Some dinners are self-service buffets with open seating, but others are plated meals served in either one seating or two, depending on how full the ship is (typically 7 p.m. for a single seating, or 6 and 8:15 p.m. for two). In making table assignments, the ship groups passengers by nationality, but at buffet meals you may find yourself trying to hold a conversation in mingled English, German and/or Norwegian. It's all part of the fun.
Those dinners featuring plated service have one main entree, such as roasted chicken, beef entrecote or pan-fried Arctic char. There is a single alternative to this entree, such as baked trout, T-bone steak or roasted pork tenderloin. These plated dinners are announced only on a small sign placed in a frame as diners enter the restaurant for breakfast and lunch. If a diner does not want the first choice of entree, he or she must tell a waiter by the end of the lunch service. This leads to some diners not receiving their choice, or not having noticed the sign, and then having to wait for their order to be prepared. If diners don't want either option, a bowl of pasta is usually available.
Food-wise, the plated options were generally quite good, but the main dishes on the buffet were less so -- often warm instead of hot, and sometimes overly salty or dry. The two-option plated meals point out another shortcoming, the lack of variety, especially if you compare the daily menus with those of mass-market cruise ships. The salad offerings are merely adequate. Also, there's no noshing around the clock -- no late-night buffets or 24-hour pizzerias.
Aside from the restaurant, the only food outlet is the small, self-service bistro, located behind reception. It offers free tea, coffee, hot chocolate, cookies and cakes, as well as other snacks and drinks for a price. As to bar nibbles, only a couple of light snacks (almonds/peanuts, tortilla chips with dip) are on offer for a small charge. There is no room service.
While the menus reflect Scandinavian and Western European tastes, not those of North America, Fram is an expedition ship, not a floating pleasure palace. Hurtigruten does not advertise the ship itself as the destination -- and the average passenger cares more about the itinerary than the onboard experience.
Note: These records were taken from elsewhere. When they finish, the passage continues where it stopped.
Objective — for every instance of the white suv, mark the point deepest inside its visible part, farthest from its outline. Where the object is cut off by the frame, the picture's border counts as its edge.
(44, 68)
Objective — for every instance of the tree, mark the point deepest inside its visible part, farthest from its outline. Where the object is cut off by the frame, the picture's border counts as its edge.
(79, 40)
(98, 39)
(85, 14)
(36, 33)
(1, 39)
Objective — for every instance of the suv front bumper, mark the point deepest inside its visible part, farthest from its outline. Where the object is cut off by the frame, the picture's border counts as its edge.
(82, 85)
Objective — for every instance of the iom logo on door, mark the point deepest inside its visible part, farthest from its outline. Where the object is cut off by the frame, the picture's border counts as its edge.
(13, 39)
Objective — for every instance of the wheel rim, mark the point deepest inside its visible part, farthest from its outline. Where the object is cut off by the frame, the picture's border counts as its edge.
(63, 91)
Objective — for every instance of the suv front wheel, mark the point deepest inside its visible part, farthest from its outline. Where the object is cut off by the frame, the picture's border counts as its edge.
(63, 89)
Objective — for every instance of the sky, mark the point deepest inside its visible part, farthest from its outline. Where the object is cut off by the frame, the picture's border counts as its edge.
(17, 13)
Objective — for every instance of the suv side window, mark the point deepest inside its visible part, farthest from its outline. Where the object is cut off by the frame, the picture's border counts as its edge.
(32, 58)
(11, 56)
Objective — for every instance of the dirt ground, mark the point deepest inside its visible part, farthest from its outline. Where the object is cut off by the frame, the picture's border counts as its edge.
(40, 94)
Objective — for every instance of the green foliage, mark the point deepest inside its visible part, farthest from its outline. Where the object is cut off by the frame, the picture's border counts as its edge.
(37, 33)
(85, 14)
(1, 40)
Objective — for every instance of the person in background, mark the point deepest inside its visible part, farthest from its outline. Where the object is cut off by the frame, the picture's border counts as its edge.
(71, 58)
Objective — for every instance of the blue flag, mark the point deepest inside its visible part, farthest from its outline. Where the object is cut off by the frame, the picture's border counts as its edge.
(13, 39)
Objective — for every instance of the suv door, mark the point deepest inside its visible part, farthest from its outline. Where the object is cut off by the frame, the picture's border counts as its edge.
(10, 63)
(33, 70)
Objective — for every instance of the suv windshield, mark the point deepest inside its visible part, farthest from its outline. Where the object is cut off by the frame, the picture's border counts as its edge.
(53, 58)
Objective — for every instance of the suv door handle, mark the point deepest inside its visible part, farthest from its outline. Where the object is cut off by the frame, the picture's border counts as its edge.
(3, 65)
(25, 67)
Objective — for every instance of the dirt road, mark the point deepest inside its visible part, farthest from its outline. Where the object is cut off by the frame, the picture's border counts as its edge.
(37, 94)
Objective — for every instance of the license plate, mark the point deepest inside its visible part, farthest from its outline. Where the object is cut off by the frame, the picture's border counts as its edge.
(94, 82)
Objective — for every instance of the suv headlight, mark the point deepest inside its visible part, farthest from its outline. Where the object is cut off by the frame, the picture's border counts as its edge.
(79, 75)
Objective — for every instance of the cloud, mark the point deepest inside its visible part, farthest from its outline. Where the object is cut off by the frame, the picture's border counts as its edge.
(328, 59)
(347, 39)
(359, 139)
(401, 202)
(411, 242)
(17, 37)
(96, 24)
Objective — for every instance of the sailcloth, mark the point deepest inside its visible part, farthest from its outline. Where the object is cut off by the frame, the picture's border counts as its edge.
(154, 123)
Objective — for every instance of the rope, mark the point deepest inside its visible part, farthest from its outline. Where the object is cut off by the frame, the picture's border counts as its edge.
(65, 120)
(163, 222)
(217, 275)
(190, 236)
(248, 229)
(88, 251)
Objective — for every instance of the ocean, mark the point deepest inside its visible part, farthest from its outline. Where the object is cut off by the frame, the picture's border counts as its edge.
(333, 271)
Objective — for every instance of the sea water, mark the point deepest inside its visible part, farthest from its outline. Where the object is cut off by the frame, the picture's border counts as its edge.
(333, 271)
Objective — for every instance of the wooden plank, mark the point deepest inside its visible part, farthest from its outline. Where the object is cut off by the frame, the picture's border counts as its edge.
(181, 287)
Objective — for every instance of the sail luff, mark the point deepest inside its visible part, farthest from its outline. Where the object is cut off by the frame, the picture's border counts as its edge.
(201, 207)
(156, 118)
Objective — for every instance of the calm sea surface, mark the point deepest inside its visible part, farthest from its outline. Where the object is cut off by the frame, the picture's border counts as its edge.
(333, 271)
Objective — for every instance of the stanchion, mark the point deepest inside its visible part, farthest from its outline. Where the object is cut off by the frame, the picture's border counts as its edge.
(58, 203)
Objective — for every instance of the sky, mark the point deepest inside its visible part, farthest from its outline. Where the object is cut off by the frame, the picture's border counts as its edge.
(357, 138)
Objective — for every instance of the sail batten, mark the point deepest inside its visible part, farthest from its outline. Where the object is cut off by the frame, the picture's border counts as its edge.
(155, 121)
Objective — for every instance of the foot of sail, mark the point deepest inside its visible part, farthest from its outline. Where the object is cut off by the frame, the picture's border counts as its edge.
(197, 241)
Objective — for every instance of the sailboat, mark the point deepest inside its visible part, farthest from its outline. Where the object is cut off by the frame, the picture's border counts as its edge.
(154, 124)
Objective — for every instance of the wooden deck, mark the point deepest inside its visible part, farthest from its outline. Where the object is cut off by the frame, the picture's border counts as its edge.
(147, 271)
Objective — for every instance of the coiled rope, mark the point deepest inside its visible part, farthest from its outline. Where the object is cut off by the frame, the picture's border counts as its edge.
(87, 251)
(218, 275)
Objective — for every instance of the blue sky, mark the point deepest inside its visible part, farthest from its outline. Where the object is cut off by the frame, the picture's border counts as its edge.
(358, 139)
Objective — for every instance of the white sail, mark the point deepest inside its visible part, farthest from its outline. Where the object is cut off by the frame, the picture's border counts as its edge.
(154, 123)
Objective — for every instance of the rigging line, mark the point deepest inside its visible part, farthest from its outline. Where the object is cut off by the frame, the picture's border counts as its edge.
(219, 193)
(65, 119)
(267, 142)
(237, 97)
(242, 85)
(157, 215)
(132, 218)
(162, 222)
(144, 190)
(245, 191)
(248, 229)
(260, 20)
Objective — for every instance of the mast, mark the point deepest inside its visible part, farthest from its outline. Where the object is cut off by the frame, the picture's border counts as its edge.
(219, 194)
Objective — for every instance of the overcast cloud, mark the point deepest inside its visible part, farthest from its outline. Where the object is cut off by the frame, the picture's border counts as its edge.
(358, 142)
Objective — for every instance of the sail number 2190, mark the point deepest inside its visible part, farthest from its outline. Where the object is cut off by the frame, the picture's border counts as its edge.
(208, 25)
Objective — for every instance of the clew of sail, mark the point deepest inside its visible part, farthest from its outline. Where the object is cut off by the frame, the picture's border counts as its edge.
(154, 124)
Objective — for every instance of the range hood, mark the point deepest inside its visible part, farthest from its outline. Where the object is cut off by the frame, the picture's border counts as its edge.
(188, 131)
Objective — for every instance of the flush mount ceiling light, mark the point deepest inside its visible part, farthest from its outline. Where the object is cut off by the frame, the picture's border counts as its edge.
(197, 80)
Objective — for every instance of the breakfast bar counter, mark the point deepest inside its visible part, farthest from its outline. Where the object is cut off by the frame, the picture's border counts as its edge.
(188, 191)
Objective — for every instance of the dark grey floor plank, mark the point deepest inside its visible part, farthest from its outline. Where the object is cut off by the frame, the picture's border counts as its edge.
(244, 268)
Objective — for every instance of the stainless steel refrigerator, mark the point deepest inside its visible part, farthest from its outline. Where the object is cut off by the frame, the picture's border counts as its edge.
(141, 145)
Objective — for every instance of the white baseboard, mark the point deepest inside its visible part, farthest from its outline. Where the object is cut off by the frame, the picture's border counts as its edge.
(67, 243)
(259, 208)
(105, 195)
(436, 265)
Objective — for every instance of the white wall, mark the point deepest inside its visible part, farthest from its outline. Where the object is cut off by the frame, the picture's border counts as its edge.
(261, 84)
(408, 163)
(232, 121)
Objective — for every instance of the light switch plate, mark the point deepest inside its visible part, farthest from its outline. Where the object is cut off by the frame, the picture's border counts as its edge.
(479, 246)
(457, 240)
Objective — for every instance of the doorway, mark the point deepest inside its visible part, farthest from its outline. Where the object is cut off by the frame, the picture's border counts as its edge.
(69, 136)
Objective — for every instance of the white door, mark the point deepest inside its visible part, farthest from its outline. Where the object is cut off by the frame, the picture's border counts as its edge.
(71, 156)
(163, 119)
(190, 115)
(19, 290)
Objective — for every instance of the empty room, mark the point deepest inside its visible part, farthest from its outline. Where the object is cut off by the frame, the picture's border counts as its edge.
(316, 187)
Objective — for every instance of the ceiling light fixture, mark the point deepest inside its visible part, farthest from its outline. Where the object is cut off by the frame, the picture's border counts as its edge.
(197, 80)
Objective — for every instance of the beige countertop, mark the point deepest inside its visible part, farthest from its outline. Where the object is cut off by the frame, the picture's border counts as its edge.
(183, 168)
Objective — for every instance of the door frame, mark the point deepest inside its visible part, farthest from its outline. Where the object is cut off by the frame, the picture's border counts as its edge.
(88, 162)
Drink prices are on the high side, and no tip is added (nor is one expected). Wine ranges from 195 NOK (about $32.50) for a bottle of undistinguished white or red to 825 NOK ($137.50) for quite good French vintages. By the glass, the price is about 29 - 48 NOK ($6 - $8). Cocktails at the bar start around 42 NOK ($7). A cappuccino or espresso is 18 - 22 NOK ($3 - $3.67).
If you'd like to sample multiple bottles throughout the cruise, the ship offers several wine packages. You can purchase between eight and 11 bottles -- including both reds and whites -- for 1800 NOK ($300) to 2475 NOK ($412.51). The whites are mostly from Argentina, while the reds are a mix of European and Argentinean vintages. Note that the packages include a variety of wines (rather than allowing you simply to purchase eight bottles of your favorite type). Purchasing a wine package entitles you to the still or sparkling water package as well.
Passengers are not permitted to bring their own alcohol onboard; it will be confiscated until the end of the cruise.